Egypt and the Suez Canal

The Suez Canal is the manmade waterway that connects the Mediterranean Sea with the Gulf of Suez at northern part of the Red Sea and is controlled exclusively by the government of Egypt. Since its inception in 1869 the Suez Canal has been a significant historical and maritime achievement. Not only has it become a regular throughway for cargo ships and oil tankers, but it saves about 6,000 miles of travel for those looking to use it as a cut through to avoid going around Cape Horn, the southern tip of Africa. This keeps transit times a lot faster and ocean freight rates much lower as a result. It is for this reason that the newest trouble in Egypt has become a huge concern for the United States and its oil interests as well as the shipping industry as a whole.
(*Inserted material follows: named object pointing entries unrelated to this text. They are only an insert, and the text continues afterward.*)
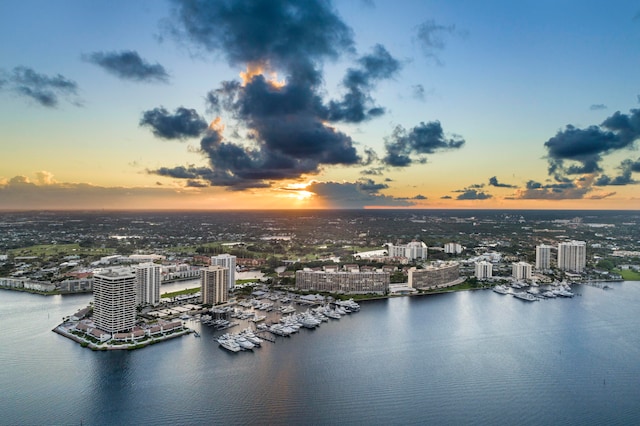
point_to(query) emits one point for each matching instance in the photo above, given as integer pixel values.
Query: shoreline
(60, 330)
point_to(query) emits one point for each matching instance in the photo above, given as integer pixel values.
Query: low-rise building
(439, 274)
(346, 282)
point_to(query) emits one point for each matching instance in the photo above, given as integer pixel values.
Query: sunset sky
(316, 104)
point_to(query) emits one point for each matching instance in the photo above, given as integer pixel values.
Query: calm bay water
(459, 358)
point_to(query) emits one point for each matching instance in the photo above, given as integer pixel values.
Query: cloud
(584, 148)
(43, 89)
(422, 139)
(473, 194)
(432, 38)
(281, 34)
(370, 186)
(493, 181)
(184, 123)
(19, 193)
(627, 167)
(45, 178)
(357, 104)
(128, 65)
(568, 190)
(288, 131)
(352, 195)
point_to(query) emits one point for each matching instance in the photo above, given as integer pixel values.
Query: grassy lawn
(628, 274)
(60, 249)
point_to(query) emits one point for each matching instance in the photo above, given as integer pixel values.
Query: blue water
(459, 358)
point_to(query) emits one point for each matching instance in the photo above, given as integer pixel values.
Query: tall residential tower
(229, 262)
(147, 283)
(213, 284)
(572, 256)
(114, 306)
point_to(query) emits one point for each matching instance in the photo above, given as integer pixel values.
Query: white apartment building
(452, 248)
(484, 270)
(213, 284)
(114, 294)
(148, 277)
(572, 256)
(543, 257)
(412, 251)
(352, 281)
(228, 261)
(521, 271)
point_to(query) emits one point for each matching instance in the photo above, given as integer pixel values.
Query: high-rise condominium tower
(147, 283)
(213, 284)
(114, 293)
(572, 256)
(229, 262)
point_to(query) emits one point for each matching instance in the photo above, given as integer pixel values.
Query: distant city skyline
(319, 104)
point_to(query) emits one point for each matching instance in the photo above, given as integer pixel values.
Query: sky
(283, 104)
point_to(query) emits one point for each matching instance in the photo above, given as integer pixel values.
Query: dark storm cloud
(352, 195)
(370, 186)
(581, 188)
(41, 88)
(357, 104)
(183, 123)
(472, 194)
(128, 65)
(284, 34)
(422, 139)
(586, 147)
(627, 167)
(288, 125)
(493, 181)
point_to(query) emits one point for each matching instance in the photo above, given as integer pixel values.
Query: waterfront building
(353, 281)
(213, 284)
(521, 271)
(452, 248)
(572, 256)
(114, 294)
(439, 274)
(228, 261)
(543, 257)
(148, 277)
(483, 270)
(411, 251)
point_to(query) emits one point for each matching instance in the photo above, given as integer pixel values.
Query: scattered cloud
(579, 188)
(183, 123)
(432, 38)
(20, 193)
(493, 181)
(352, 195)
(357, 104)
(280, 100)
(627, 167)
(425, 138)
(584, 148)
(128, 65)
(44, 90)
(473, 194)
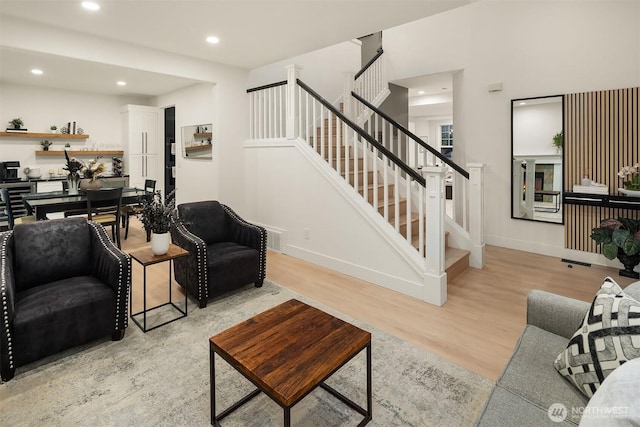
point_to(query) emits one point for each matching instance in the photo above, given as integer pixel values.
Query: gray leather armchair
(225, 251)
(62, 283)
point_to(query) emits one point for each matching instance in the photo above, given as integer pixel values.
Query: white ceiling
(252, 33)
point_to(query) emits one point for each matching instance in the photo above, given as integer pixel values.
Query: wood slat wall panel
(600, 136)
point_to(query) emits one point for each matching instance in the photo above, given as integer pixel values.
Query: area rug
(161, 378)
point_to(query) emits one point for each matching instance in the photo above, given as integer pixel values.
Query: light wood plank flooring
(477, 328)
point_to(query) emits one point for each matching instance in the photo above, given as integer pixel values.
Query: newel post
(476, 214)
(347, 99)
(435, 283)
(293, 73)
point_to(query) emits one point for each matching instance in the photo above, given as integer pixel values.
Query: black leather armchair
(225, 252)
(62, 283)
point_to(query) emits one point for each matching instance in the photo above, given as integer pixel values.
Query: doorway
(169, 149)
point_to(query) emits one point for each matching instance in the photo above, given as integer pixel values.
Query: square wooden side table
(146, 258)
(288, 351)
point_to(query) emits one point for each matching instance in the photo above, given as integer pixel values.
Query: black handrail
(269, 86)
(411, 135)
(370, 63)
(415, 175)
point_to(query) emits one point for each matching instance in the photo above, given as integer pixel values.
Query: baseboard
(398, 284)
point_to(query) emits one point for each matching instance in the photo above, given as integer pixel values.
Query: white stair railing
(267, 111)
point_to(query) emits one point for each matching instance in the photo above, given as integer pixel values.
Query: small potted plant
(620, 238)
(16, 123)
(557, 141)
(46, 144)
(155, 215)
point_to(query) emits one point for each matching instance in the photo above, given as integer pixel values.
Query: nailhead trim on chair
(102, 235)
(3, 291)
(263, 238)
(201, 254)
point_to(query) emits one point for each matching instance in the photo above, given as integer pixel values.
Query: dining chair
(103, 207)
(128, 210)
(8, 211)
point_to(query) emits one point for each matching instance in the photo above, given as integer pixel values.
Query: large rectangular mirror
(197, 141)
(537, 158)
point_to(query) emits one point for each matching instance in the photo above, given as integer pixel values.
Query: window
(446, 140)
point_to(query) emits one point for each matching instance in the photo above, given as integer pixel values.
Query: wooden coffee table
(288, 351)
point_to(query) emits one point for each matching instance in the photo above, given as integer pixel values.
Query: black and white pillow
(609, 336)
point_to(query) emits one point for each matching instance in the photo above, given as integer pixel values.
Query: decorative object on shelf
(631, 177)
(46, 144)
(73, 167)
(620, 238)
(16, 123)
(156, 217)
(90, 171)
(116, 166)
(557, 141)
(73, 183)
(630, 193)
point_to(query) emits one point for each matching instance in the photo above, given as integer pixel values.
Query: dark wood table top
(290, 349)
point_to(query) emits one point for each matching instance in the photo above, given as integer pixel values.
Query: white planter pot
(160, 243)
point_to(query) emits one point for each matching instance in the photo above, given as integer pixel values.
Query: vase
(160, 243)
(90, 184)
(73, 181)
(629, 262)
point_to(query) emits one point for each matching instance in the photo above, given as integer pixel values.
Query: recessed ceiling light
(89, 5)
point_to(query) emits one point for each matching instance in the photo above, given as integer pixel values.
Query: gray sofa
(530, 384)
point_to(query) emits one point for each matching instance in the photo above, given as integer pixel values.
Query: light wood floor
(477, 328)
In the past, the Egyptian government has used different ways to slow and even stop the flow of cargo through the Suez and the latest political issues in that country have made the people in the shipping industry uneasy. Most recently Egypt has allowed an Iranian warship pass through the canal, despite the United States’ request to stop it. It is said that this was a signal to say that Egypt is solely in control of the canal and no one, not even the United States, can stop them. By this, many shipping companies are taking a hard look at their international freight shipping projections and revising to accommodate a possible closure of this area. If the political unrest continues, we may all be revising our shipping routes.